I’m trying to run my own versions of the examples on this notebook but I cant get Learn.summary() to work. It keeps giving me an error saying my hidden size is wrong:
RuntimeError Traceback (most recent call last) <ipython-input-99-bc39e9e85f86> in <module>() ----> 1 learn.summary() 8 frames /usr/local/lib/python3.6/dist-packages/torch/nn/modules/rnn.py in check_hidden_size(self, hx, expected_hidden_size, msg) 174 # type: (Tensor, Tuple[int, int, int], str) -> None 175 if hx.size() != expected_hidden_size: --> 176 raise RuntimeError(msg.format(expected_hidden_size, tuple(hx.size()))) 177 178 def check_forward_args(self, input, hidden, batch_sizes): RuntimeError: Expected hidden size (1, 1, 200), got (1, 64, 200)
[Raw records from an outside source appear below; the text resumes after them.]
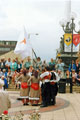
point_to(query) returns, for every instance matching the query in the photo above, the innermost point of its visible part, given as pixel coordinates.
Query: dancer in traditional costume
(53, 86)
(25, 88)
(34, 89)
(45, 87)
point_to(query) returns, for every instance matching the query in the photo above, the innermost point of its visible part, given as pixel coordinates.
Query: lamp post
(69, 27)
(33, 52)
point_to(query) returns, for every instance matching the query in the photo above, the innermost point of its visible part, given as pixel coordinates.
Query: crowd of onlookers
(34, 74)
(10, 69)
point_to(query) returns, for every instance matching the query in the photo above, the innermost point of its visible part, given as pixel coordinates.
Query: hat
(1, 83)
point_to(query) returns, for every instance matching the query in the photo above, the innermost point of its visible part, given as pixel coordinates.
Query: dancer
(24, 93)
(34, 89)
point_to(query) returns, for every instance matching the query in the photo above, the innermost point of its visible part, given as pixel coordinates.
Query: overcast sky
(38, 16)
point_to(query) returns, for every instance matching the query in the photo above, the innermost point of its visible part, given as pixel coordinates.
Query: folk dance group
(31, 86)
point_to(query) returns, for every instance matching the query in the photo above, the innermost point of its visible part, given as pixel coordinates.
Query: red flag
(76, 39)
If I understood correctly, (1,1,200) means 1 GRU layer, batch size of 1 and embedding size of 200 However, even if I hardcode these values learn.summary() doesn’t work. In fact, it gives me another error:
AttributeError: 'list' object has no attribute 'shape'
What is odd is that I can actually train the model perfectly fine. I also checked Pytorch forums and other people had the same problem. Anybody got an idea of how to solve this?
Here’s my arch:
nv = 55 nh = 200 bs = 64 class Model5(nn.Module): def __init__(self): super().__init__() self.i_h = nn.Embedding(nv,nh) self.rnn = nn.GRU(nh, nh, 1, dropout=0.0, batch_first=True) self.h_o = nn.Linear(nh,nv) self.bn = BatchNorm1dFlat(nh) self.h = torch.zeros(1, bs, nh).cuda() def forward(self, x): res,h = self.rnn(self.i_h(x), self.h) self.h = h.detach() return self.h_o(self.bn(res))
Just one more thing: how can I save the encoder of a custom language model?